Мир рухнул, оттого что человеку было легче умереть, чем перемениться. О, я насквозь вижу этих жалких людишек! Мужчина всегда боялся половой слабости больше, чем бесчестия и глупости. Разве Фромм исключение?.. Я ликовала, смиренно опустив глаза. Во мне клокотала ненависть к трусу, слишком мелкому, чтобы хоть раз вдохновиться смелостью. Во мне билось в тот момент сердце Лойолы или, быть может, Гурахана, который тоже ненавидел людей, потому что слишком любил их.

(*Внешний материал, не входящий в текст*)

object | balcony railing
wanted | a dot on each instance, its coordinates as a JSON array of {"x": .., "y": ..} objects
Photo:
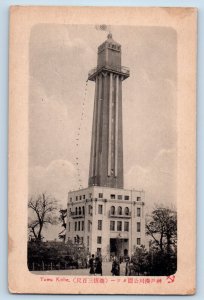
[
  {"x": 74, "y": 215},
  {"x": 115, "y": 69},
  {"x": 116, "y": 215}
]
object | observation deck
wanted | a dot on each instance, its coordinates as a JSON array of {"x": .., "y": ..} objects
[{"x": 124, "y": 72}]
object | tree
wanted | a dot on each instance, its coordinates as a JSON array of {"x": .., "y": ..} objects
[
  {"x": 162, "y": 227},
  {"x": 43, "y": 208},
  {"x": 63, "y": 220},
  {"x": 140, "y": 260}
]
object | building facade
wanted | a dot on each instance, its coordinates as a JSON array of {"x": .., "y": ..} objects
[
  {"x": 108, "y": 221},
  {"x": 105, "y": 217}
]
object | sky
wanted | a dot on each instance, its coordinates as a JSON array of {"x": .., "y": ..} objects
[{"x": 60, "y": 58}]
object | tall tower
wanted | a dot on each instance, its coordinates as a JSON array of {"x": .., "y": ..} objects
[{"x": 106, "y": 159}]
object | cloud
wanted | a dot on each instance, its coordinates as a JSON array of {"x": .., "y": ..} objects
[{"x": 158, "y": 179}]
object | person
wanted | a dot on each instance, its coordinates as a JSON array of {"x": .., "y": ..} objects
[
  {"x": 98, "y": 269},
  {"x": 92, "y": 265},
  {"x": 115, "y": 267}
]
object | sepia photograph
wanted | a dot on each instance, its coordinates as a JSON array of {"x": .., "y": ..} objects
[{"x": 102, "y": 150}]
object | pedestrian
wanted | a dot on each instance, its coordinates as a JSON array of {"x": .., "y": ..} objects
[
  {"x": 92, "y": 265},
  {"x": 115, "y": 267},
  {"x": 98, "y": 269}
]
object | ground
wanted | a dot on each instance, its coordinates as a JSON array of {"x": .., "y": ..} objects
[{"x": 106, "y": 266}]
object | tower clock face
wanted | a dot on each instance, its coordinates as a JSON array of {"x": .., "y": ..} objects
[{"x": 106, "y": 160}]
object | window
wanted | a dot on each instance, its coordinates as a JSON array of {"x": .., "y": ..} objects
[
  {"x": 127, "y": 211},
  {"x": 99, "y": 224},
  {"x": 89, "y": 225},
  {"x": 112, "y": 210},
  {"x": 120, "y": 211},
  {"x": 126, "y": 226},
  {"x": 112, "y": 225},
  {"x": 138, "y": 226},
  {"x": 100, "y": 209},
  {"x": 99, "y": 239},
  {"x": 119, "y": 226},
  {"x": 90, "y": 209}
]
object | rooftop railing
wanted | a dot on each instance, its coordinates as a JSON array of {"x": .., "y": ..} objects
[{"x": 118, "y": 69}]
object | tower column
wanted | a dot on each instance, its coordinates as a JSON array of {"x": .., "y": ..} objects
[
  {"x": 93, "y": 149},
  {"x": 106, "y": 162},
  {"x": 97, "y": 159}
]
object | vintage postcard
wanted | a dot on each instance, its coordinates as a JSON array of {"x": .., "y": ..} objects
[{"x": 102, "y": 114}]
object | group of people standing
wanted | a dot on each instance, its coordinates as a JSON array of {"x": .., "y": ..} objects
[{"x": 95, "y": 265}]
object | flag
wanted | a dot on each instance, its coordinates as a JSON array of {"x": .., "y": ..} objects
[{"x": 102, "y": 27}]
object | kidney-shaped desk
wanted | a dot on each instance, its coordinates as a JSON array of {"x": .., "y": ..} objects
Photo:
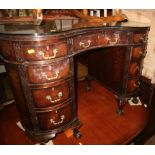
[{"x": 40, "y": 64}]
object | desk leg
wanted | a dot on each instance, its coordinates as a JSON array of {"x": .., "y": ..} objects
[{"x": 89, "y": 84}]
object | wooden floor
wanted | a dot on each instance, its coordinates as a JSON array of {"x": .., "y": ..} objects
[{"x": 97, "y": 112}]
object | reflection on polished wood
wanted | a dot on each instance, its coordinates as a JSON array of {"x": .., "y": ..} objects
[{"x": 100, "y": 124}]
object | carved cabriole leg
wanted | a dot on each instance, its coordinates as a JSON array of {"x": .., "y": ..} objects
[{"x": 121, "y": 102}]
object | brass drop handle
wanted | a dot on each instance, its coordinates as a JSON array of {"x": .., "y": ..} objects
[
  {"x": 49, "y": 98},
  {"x": 85, "y": 45},
  {"x": 62, "y": 117},
  {"x": 41, "y": 53},
  {"x": 50, "y": 78},
  {"x": 137, "y": 68}
]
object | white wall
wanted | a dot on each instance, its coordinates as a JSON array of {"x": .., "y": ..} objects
[{"x": 146, "y": 16}]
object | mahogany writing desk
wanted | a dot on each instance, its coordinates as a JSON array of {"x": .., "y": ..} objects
[{"x": 40, "y": 64}]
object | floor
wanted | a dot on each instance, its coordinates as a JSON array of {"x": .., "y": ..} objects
[{"x": 97, "y": 112}]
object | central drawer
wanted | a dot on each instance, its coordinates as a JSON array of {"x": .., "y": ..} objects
[
  {"x": 35, "y": 53},
  {"x": 47, "y": 73},
  {"x": 55, "y": 94}
]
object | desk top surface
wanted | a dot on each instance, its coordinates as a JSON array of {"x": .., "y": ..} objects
[{"x": 60, "y": 26}]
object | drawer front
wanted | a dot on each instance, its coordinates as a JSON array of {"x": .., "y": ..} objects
[
  {"x": 133, "y": 85},
  {"x": 134, "y": 69},
  {"x": 84, "y": 42},
  {"x": 113, "y": 38},
  {"x": 139, "y": 37},
  {"x": 32, "y": 53},
  {"x": 54, "y": 119},
  {"x": 48, "y": 73},
  {"x": 137, "y": 53},
  {"x": 51, "y": 96}
]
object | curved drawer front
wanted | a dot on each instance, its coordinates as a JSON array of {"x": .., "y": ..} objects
[
  {"x": 137, "y": 53},
  {"x": 34, "y": 53},
  {"x": 56, "y": 118},
  {"x": 133, "y": 69},
  {"x": 84, "y": 42},
  {"x": 132, "y": 85},
  {"x": 48, "y": 73},
  {"x": 51, "y": 96},
  {"x": 7, "y": 50},
  {"x": 139, "y": 37}
]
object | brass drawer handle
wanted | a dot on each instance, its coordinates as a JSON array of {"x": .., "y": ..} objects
[
  {"x": 49, "y": 98},
  {"x": 50, "y": 78},
  {"x": 62, "y": 117},
  {"x": 41, "y": 53},
  {"x": 137, "y": 84},
  {"x": 85, "y": 45}
]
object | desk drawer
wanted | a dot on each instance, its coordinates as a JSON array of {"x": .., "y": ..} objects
[
  {"x": 139, "y": 37},
  {"x": 133, "y": 85},
  {"x": 56, "y": 118},
  {"x": 114, "y": 37},
  {"x": 84, "y": 42},
  {"x": 52, "y": 95},
  {"x": 134, "y": 68},
  {"x": 137, "y": 53},
  {"x": 48, "y": 73},
  {"x": 34, "y": 53}
]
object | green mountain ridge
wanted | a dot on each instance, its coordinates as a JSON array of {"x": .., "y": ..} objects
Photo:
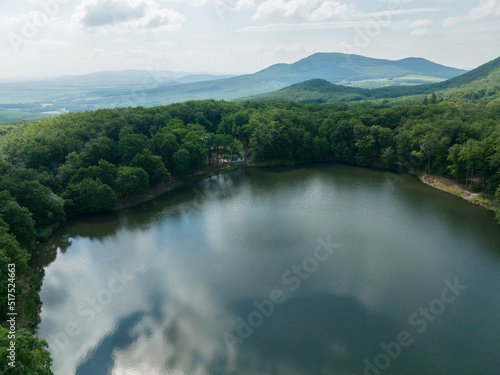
[
  {"x": 99, "y": 90},
  {"x": 481, "y": 82}
]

— Прости меня за все грехи, о которых ты знаешь лучше, чем я… Культура, люди, планета — неужели ты думаешь, что я чурбан, составленный из аргументов за и против?
— Зачем я тебе? Ответь, не юли!..
Фромм мычал нечто несуразное. Он был застигнут врасплох.
— Ты единственное существо, какое связывает меня со всей вселенной… С прошлым. С надеждой…
Это было правдой: и он для меня и я для него — последний мосток к надежде. Но оба мы слишком по‑разному понимали надежду и потому были несовместимы…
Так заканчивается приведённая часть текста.